CAPITOL HILL: With KC-46s stacking up, the Air Force and Boeing have been at an impasse for months over whether the service would accept delivery of the troubled tanker. Rep. Rob Wittman has one bit of advice for the company: “Simply to Boeing: Get it Done. Get it done.”
Since we published our podcast on iTunes last week, it looks as if the Air Force has agreed to begin accepting delivery, but it’s not exactly tomorrow.
In a statement today, Air Force undersecretary Matt Donovan said the first KC-46 won’t be delivered until October. That gives Boeing time to fix the various problems afflicting the $4.9 billion program, and the service some margin so it can be pretty sure it won’t be saddled with any planes that don’t meet its operational requirements.
Most of the 17 other planes will be accepted over the following six months.
Here’s Donovan’s statement: “As a result of months of collaboration, the Air Force and Boeing KC-46A teams have reached an agreed joint program schedule to get to the first 18 aircraft deliveries,” Donovan said. “This includes the expectation the first KC-46A aircraft acceptance and delivery will occur in October 2018, with the remaining 17 aircraft delivered by April 2019. While the KC-46A flight test program is nearly complete, significant work remains. The Air Force is looking forward to KC-46A first delivery and will continue to work with Boeing on opportunities to expedite the program.”
Boeing had insisted the tankers would be delivered this summer.
In March, Air Force Secretary Heather Wilson voiced her unhappiness with Boeing’s attention to the KC-46. “One of our frustrations with Boeing is they’re much more focused on their commercial activity than on getting this right for the Air Force, and getting these aircraft to the Air Force,” Wilson told the House Armed Services Committee.
Boeing has grappled with a number of Category-1 deficiencies on what was supposed to be a low-risk program.
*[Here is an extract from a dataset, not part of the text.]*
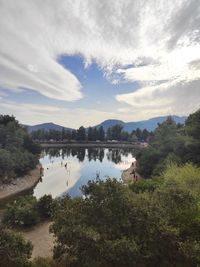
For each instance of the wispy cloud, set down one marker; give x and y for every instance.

Perhaps the most serious are those afflicting its boom. The boom can come unattached and not be detected. The problem is that when the boom slips away it can damage the plane’s stealth characteristics, making it more vulnerable to enemy sensors. Boeing says the number of times the boom comes unattached and is not detected is within the parameters of other refueling aircraft. The Air Force worries that any undetected contacts may be too many for the pilot of the affected plane.
The other prominent issue is with the KC-46’s Remote Vision System. The boom operator uses these Rockwell Collins cameras and sensors to guide the boom into the other aircraft and sometimes, depending on conditions, the operator simply can’t tell what’s happening. Boeing says it has a software fix for that and it’s undergoing testing.
In the podcast, Rep. Wittman also discusses the Littoral Combat Ship’s mine warfare module, the Columbia Class submarines, and the B-21 program, among others.